Published on 05 February 2018
6 February 2018 marked the 100th anniversary of the passing of the Representation of the People Act, giving the vote to women over the age of 30. We caught up with some of our women pioneers, including artist Angela Kennedy.
“I feel that at times coming from a working class background and being female means you don't feel part of what can sometimes be an elitist art world, particularly when you start speaking, and people make assumptions about your intelligence and ability based purely on your accent or gender.
“I do feel the class bias is becoming less, but age discrimination can still be an obstacle. There are still not enough women artist curators or lecturers in senior positions.
“Perceptions have somewhat changed, but you still have to argue your corner or you might not be taken seriously.

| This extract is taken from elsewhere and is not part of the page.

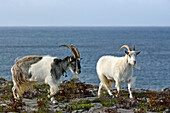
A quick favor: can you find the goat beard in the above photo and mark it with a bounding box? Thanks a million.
[133,65,140,69]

“Many ordinary older women friends and colleagues inspire me, have supported and more importantly really encouraged me. They taught me: believe in yourself, aim high and arm yourself with as much knowledge and skills as you can.
“You are as good as everyone else, and don't let anyone tell you otherwise.”
Angela Kennedy graduate MA Fine Art in 2017, and this year her work was chosen for the Atkinson Gallery’s prestigious annual exhibition of the best of UK postgraduate student work. Her artwork, Vein, was inspired by her mother’s experience of overcoming domestic violence.